Is that a good idea? Does a rapid set of changes mean that quality is lower and more bugs are released? It certainly can. In fact, if you're a development shop that struggles with releases and code quality, producing software faster is not going to help you. In fact, if management pressures you to adopt DevOps, and deliver code faster without culture change, without implementing automated testing, including for your database code, and using automated scripts, tools, or something to deploy software, then you are going to get more bugs out faster. You'll still get to change direction quicker if you find you're building the wrong software, but you'll still end up becoming more inefficient because of bugs (And technical debt).
There's a fantastic video (long) about refactoring code in two minutes. A bit of an oxymoron since the presentation is nearly two hours long, but the video is from a real project. However, their approach is that good unit testing allows them to refactor code, to change things, without introducing bugs. That's a big part of the #DevOps philosophy. I always note in my DevOps presentations that if you can't implement unit testing, meaning you won't bother, then you don't get much benefit from CI, CD, or any DevOps ideas. Tests protect you from yourself (and others).

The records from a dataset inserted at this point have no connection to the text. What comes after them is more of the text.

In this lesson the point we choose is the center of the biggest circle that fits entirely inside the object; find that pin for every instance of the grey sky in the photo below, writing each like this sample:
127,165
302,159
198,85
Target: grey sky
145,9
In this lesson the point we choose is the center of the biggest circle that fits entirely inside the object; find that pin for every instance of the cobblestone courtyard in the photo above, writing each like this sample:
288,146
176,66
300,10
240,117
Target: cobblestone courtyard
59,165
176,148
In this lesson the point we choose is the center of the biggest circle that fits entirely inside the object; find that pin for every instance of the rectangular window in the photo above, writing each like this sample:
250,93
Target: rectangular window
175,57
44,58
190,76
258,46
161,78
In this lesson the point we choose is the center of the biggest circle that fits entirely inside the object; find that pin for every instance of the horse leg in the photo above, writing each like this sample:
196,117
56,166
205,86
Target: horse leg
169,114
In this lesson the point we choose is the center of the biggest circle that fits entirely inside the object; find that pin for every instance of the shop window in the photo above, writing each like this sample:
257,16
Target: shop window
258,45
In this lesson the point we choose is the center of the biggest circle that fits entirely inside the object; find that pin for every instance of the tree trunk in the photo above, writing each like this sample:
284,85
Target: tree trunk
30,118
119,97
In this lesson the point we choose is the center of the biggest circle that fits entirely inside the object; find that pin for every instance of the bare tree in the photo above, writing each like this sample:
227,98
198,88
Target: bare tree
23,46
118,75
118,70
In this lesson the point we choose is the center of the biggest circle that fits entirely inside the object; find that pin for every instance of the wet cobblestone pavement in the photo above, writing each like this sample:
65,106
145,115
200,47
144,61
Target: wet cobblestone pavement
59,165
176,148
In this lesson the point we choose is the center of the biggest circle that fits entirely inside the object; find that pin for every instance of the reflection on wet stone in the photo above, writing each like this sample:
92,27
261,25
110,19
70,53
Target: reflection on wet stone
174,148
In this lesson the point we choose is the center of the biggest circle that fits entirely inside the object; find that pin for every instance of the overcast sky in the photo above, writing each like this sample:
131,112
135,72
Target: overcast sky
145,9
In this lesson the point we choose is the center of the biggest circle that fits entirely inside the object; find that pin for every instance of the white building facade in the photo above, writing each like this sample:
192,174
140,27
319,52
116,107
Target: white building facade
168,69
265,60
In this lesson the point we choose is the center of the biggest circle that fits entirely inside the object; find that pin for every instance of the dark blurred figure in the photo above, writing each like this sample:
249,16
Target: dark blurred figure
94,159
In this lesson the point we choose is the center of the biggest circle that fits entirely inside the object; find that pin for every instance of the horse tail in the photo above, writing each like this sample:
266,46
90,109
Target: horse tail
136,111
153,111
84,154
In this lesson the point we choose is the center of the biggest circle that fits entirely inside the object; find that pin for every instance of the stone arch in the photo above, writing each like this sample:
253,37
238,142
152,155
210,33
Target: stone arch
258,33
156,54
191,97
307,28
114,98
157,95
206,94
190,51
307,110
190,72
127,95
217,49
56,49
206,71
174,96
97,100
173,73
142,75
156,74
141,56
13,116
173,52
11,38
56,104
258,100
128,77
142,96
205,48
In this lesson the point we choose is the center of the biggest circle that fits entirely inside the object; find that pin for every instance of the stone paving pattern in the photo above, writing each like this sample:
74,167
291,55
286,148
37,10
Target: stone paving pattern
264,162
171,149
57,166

In many of the DevOps reports, companies that release faster report fewer bugs and less downtime. Since Amazon has increased their speed, they have 75% fewer outages across the last decade, 90% fewer time down, and many, many fewer deployments causing issues. Turbotax made over 100 production changes during tax season and increased their conversion rates. The State of DevOps reports bear this out (2016 here). Thousands of responses show that speed doesn't cause more bugs.
Because they work differently.
If your management won't let you change the way you work, if you don't implement automated unit tests (and other types of tests), if you don't take advantage of version control, if you don't ensure every change is scripted, then you won't work differently, and speed will bring bugs.
You can do better. Your company can do better. Will they?